Transcriptome Shotgun Assembly Sequence Database
What is the Transcriptome Shotgun Assembly (TSA) Database?
TSA is an archive of computationally assembled sequences from primary data such as ESTs, traces and Next Generation Sequencing Technologies. The overlapping sequence reads from a complete transcriptome are assembled into transcripts by computational methods instead of by traditional cloning and sequencing of cloned cDNAs. The primary sequence data used in the assemblies must have been experimentally determined by the same submitter. TSA sequence records differ from EST and GenBank records because there are no physical counterparts to the assemblies.
How Do TSA Sequence Records Differ from Other GenBank/EMBL/DDBJ Records?
The display of a TSA sequence is similar to other International Nucleotide Sequence Database Collaboration (INSDC) records, but includes the following:
- The label 'TSA:' at the beginning of each Definition Line.
-
DBLINK
- BioProject
- BioSample (optional)
- Sequence Read Archive
- Keywords: TSA; Transcriptome Shotgun Assembly
- Assembly data
- Comment describing the assembly if from a multi-step process.
Other Features and References are similar to those displayed in regular GenBank/EMBL/DDBJ records.
An example of a TSA submission is JU497302.
TSA sequence records are shared by all three INSDC databases and can be found using typical search methods in Entrez Nucleotide and Entrez Protein.
General Information
Nucleotide sequences must conform to the following standards:
- Submitted sequences must be assembled from data experimentally determined by the submitter.
- Screened for vector contamination and any vector/linker sequence removed. This includes the removal of NextGen sequencing primers.

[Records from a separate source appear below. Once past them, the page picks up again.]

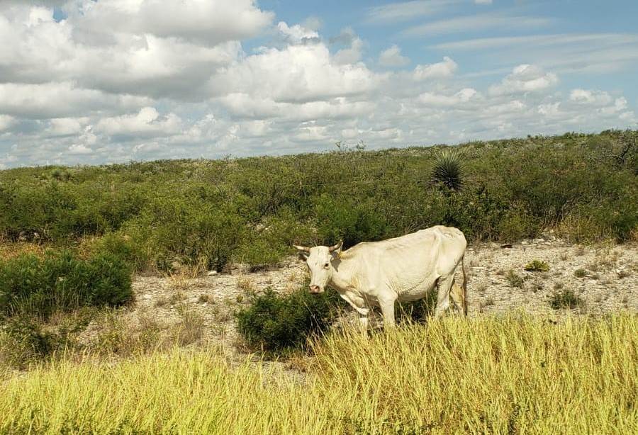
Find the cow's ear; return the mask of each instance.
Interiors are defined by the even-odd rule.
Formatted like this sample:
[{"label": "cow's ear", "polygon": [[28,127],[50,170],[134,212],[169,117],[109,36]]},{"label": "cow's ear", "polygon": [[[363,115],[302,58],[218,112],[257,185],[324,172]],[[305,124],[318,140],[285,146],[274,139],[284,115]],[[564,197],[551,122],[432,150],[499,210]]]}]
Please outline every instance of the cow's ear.
[{"label": "cow's ear", "polygon": [[334,246],[331,246],[330,247],[330,255],[332,256],[332,259],[340,259],[341,258],[341,249],[343,247],[343,241],[340,242]]},{"label": "cow's ear", "polygon": [[330,252],[336,252],[337,254],[339,254],[341,252],[341,248],[342,248],[342,247],[343,247],[343,240],[340,240],[339,243],[337,243],[337,244],[333,244],[330,248],[328,248],[328,250]]}]

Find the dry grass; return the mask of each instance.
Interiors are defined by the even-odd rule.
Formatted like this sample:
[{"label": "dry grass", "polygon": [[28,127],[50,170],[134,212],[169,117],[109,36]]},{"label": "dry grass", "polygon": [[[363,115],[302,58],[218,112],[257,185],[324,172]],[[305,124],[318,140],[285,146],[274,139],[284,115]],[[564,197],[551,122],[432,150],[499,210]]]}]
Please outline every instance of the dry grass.
[{"label": "dry grass", "polygon": [[303,385],[213,351],[54,363],[6,381],[0,432],[638,431],[636,316],[452,317],[313,350]]}]

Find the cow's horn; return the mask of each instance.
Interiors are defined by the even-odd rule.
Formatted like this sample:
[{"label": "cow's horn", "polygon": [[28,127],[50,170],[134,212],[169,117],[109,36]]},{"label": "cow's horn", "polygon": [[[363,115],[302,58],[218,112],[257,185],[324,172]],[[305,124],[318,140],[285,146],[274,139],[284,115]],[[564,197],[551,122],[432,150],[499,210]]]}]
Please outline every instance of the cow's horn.
[{"label": "cow's horn", "polygon": [[297,246],[296,244],[293,244],[293,247],[295,248],[297,251],[300,251],[301,252],[310,253],[310,248],[306,248],[306,247]]},{"label": "cow's horn", "polygon": [[340,249],[342,246],[343,246],[343,240],[340,240],[339,243],[337,243],[337,244],[333,244],[332,246],[329,247],[328,251],[332,252],[332,251]]}]

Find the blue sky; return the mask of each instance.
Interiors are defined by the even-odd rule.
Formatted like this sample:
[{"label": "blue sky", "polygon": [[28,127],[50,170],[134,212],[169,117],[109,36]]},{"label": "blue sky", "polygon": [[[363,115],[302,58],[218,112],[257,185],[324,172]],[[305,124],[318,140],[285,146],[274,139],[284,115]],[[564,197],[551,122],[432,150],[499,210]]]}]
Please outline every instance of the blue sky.
[{"label": "blue sky", "polygon": [[638,128],[638,2],[9,0],[0,169]]}]

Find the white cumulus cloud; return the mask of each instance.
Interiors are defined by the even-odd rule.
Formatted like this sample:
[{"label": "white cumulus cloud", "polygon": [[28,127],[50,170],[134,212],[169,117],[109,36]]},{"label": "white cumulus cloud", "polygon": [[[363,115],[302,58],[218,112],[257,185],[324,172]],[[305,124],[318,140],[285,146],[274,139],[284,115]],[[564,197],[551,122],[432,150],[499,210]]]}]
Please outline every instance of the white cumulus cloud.
[{"label": "white cumulus cloud", "polygon": [[410,59],[401,55],[401,49],[395,44],[381,52],[379,63],[384,67],[405,67],[410,63]]}]

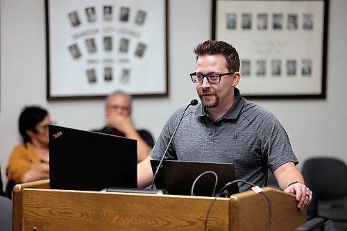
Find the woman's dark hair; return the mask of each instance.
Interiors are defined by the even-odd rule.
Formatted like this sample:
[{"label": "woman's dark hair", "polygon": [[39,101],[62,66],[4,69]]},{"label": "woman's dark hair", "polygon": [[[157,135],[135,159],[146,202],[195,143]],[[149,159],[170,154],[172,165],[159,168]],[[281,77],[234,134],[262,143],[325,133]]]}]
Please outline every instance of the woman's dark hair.
[{"label": "woman's dark hair", "polygon": [[36,132],[35,127],[36,125],[44,120],[48,114],[46,110],[37,106],[25,107],[19,116],[19,132],[23,137],[24,143],[31,142],[31,139],[26,134],[26,130],[32,130]]}]

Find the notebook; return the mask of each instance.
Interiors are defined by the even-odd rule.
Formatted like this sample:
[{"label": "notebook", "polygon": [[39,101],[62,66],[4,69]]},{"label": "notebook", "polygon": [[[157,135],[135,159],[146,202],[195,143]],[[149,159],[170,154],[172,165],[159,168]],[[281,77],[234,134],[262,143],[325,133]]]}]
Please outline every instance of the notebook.
[{"label": "notebook", "polygon": [[[159,162],[158,160],[151,160],[153,174]],[[169,194],[190,196],[194,180],[199,175],[208,171],[214,172],[218,177],[215,193],[218,193],[226,183],[236,180],[232,164],[165,160],[162,162],[154,182],[157,189],[165,189]],[[214,175],[205,173],[196,181],[193,194],[212,196],[214,184]],[[237,183],[226,189],[228,196],[239,192]]]},{"label": "notebook", "polygon": [[136,140],[49,125],[51,189],[137,188]]}]

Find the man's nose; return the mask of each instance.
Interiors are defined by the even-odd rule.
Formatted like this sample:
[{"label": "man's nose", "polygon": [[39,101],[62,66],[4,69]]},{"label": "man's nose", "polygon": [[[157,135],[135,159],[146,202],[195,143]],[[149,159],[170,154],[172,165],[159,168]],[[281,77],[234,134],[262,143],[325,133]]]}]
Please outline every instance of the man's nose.
[{"label": "man's nose", "polygon": [[203,79],[203,83],[201,83],[201,87],[203,88],[208,88],[208,87],[211,87],[211,85],[210,84],[210,83],[208,82],[208,78],[207,77],[205,77]]}]

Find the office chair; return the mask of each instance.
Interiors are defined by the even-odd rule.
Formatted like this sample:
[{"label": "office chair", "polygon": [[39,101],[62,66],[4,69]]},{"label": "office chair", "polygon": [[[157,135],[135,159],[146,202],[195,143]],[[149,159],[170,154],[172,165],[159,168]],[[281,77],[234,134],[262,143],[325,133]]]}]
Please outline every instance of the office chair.
[{"label": "office chair", "polygon": [[[306,160],[302,173],[306,185],[313,191],[307,207],[307,219],[318,216],[336,221],[347,222],[347,207],[338,199],[347,196],[347,166],[331,157],[314,157]],[[332,200],[330,207],[321,208],[319,201]],[[338,203],[335,204],[335,201]]]}]

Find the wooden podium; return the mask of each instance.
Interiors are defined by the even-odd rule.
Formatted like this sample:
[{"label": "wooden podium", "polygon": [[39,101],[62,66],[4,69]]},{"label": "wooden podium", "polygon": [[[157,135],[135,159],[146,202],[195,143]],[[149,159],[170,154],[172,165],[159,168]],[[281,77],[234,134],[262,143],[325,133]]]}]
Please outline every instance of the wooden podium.
[{"label": "wooden podium", "polygon": [[[271,230],[293,231],[306,221],[294,195],[263,189],[271,203]],[[56,190],[49,180],[17,185],[13,191],[15,231],[261,231],[267,230],[268,220],[266,198],[253,191],[214,198]]]}]

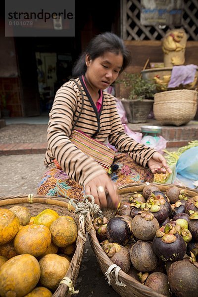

- Sequences cannot be less than 200 bp.
- Sequences should have no more than 10% n's or greater than 14 n's in a row.
- The raw reads should be submitted to SRA and the SRA run accession (SRR) provided. Do not include SRA and SRX accession numbers.
- If the submission is a single-step, unannotated assembly and the output is a BAM file(s) these should be submitted as a TSA project to SRA.
Additional Requirements:
- Register your project in the BioProject database as a Transcriptome Shotgun Assembly project.
- An Assembly Data structured comment. Please see Creating the Structured Comment Table .
- Description of the assembly process if a multi-step assembly was performed.
- The library information for the primary data should be annotated on the Source Feature. Or the information should be submitted to BioSample and the BioSample accession provided.
- If annotation is provided the product names should follow the UniProt-Protein Naming Guidelines.
Creating the submission file
Submission Process:
- The submission file can be generated using Sequin or tbl2asn.
- The sequin file(s) should be submitted using GenomesMacroSend . Select the TSA option on the submission form.
-
After uploading, write to gb-admin@ncbi.nlm.nih.gov with the following information:
- GDSub number from GenomesMacroSend
- Release date: Immediate Release OR Mon/Dd/Yyyy
Submission Tools:
Sequin
- Select "Use a Submission Wizard":TSA
-
There are dialogs to enter:
- Assembly data
- Assembly description
- BioProject
- SRR accession
- The wizard is not for large sets of sequences.
- One submission should not consist of multiple BioProjects.
tbl2asn
- tbl2asn reads a template.sbt along with the sequence and table files, and outputs ASN.1 for submission to GenBank.
fasta defline components:
- [moltype=mRNA]
- [tech=TSA]
- [bioproject=PRJNAXXXX1]
- [SRA=SRRXXXXX1]
- [biosample=SAMNXXXXXXX1]
| -w assembly.cmt |
Import assembly data See Creating the Structured Comment Table for more information. |
| -Y | Import assembly comment |
| -M t | argument includes standard validator and additional TSA checks |
Sample command line:
tbl2asn -t template.sbt -p. -a s -w assembly.cmt -Y comment -M t
Creating the Structured Comment Table
The structured comment table is a single tab-delimited table that includes the tag-value pairs that are to be applied to all of the sequences in your submission. For TSA records the Assembly Method (with version and/or year if available) and Sequencing technology must be included. Coverage is optional.
If you are using tbl2asn, generate the table to import using the Structured Comment page.
- If you choose the save option the table will automatically be saved as assembly.cmt. If you are saving multiple tables with different options you will need to change the name of the file for each structured comment.
- If you use the open option you will generate a table in the browser window that will need to be copied and saved.
An example table:
| StructuredCommentPrefix | Assembly |
| Assembly Method | Newbler 2.0 |
| Coverage | 220x |
| Sequencing Technology | 454; Solexa |
Should not be submitted to TSA
- Assemblies from sequences not directly sequenced by the submitter.
- Clonal based assemblies. These should be submitted to GenBank.
- Sequences assembled by inserting Ns to represent the gaps.
- A single assembly from multiple organisms.